La segunda es Marco, un drama autobiografiado, que se ambienta también en Barcelona. Es la vida de Enric Marco, quien se construyó un falso pasado explicando que había estado encerrado en un campo de concentración nazi. Sus habilidades comunicativas y narradoras le granjearon durante años la simpatía de numerosas personas, que asistían a sus conferencias.

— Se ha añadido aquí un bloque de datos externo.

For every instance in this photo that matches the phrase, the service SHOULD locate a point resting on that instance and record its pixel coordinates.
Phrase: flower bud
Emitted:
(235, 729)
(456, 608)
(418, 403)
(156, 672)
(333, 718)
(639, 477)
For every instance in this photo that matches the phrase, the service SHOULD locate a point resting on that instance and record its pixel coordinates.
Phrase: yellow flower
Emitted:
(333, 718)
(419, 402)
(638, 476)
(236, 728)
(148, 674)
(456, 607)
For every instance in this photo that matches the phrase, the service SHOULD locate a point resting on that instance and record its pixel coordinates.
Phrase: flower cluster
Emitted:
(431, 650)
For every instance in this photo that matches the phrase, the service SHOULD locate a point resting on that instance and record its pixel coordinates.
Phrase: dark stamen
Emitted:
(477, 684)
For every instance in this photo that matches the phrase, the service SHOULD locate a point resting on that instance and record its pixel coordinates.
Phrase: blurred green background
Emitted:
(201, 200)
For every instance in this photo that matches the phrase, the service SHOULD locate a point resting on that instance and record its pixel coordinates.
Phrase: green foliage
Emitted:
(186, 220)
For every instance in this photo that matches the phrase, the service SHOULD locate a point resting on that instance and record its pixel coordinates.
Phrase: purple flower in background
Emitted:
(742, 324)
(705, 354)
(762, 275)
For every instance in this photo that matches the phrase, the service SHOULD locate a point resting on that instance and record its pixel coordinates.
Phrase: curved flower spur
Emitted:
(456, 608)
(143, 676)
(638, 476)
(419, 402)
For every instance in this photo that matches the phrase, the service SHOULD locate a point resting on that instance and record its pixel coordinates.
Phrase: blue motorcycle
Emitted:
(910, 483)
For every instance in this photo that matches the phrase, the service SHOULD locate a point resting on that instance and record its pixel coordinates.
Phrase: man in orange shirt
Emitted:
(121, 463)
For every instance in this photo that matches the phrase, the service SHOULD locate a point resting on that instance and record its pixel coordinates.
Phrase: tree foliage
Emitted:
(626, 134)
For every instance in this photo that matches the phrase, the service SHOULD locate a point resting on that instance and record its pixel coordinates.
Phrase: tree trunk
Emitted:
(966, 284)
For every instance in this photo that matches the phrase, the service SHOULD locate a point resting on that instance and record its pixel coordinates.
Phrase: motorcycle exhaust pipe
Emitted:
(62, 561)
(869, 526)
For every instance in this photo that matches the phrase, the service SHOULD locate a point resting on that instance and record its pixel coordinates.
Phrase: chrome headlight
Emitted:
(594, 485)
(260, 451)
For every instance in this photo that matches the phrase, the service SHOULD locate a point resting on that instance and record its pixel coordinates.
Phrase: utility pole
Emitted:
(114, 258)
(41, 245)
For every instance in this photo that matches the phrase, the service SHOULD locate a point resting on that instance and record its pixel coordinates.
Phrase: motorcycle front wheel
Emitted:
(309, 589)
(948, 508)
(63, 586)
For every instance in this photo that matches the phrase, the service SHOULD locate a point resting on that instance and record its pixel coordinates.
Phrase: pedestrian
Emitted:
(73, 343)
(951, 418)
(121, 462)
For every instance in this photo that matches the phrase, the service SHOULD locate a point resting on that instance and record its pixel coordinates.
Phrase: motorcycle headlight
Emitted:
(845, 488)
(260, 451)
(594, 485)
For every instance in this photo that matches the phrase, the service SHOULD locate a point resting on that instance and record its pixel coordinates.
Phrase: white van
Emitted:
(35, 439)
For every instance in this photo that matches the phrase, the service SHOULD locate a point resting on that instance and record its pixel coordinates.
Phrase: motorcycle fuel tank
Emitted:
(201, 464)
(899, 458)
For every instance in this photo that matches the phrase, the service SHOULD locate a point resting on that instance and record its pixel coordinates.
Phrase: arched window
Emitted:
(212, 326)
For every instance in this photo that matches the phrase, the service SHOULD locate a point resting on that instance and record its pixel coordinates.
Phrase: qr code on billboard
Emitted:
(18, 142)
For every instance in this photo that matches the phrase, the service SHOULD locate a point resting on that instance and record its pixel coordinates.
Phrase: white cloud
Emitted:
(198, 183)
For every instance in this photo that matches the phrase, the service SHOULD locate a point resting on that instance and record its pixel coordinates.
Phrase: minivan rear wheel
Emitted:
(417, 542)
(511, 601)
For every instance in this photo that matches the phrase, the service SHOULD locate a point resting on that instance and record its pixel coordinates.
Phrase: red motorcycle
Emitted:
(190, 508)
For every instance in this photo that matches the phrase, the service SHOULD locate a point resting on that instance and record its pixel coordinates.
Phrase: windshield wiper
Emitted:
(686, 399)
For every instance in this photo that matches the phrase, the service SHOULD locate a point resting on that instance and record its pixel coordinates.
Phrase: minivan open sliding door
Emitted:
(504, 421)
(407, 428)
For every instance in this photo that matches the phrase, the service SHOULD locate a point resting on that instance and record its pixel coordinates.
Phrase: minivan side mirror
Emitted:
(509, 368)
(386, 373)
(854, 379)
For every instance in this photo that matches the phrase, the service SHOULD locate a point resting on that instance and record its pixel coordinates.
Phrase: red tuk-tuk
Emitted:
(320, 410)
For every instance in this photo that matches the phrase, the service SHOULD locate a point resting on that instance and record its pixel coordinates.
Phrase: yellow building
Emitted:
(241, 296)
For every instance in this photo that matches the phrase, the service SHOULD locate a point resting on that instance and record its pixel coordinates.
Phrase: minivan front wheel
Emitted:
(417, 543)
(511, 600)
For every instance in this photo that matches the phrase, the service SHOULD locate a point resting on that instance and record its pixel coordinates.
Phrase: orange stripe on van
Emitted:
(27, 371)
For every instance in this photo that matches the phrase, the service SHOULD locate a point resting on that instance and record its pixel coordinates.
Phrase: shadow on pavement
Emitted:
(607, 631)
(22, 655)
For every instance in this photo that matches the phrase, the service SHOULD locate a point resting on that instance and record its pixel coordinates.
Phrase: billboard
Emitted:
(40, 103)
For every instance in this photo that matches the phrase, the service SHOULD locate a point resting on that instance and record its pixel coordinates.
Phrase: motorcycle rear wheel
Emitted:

Eduard Fernández es el protagonista de estas historias, un actor magnífico que lleva a cabo un trabajo magistral de interpretación. Los papeles de Manolo y de Marco son muy diferentes. El hecho de que ambas películas hayan coincidido en las carteleras cinematográficas resalta la versatilidad de este actor, perfectamente capaz de meterse en la piel de sus personajes. En el papel de Manolo Vital, el defensor de las causas perdidas, el inmigrante que dejó atrás una vida pero que no piensa renunciar a esa otra vida que ha construido con sus manos, Eduard nos conmueve. La película, que combina guiños de humor con el dramatismo de lo cotidiano, es una delicia. En el papel de Marco, el gran impostor, el eterno mentiroso, el hombre que se refugia en la fabulación para dar un sentido a su vida, nos encontramos con un protagonista creíble, que inspira más tristeza que decepción.

Admiro el trabajo de quienes son grandes actores porque saben construir o recrear a seres humanos que nos interpelan.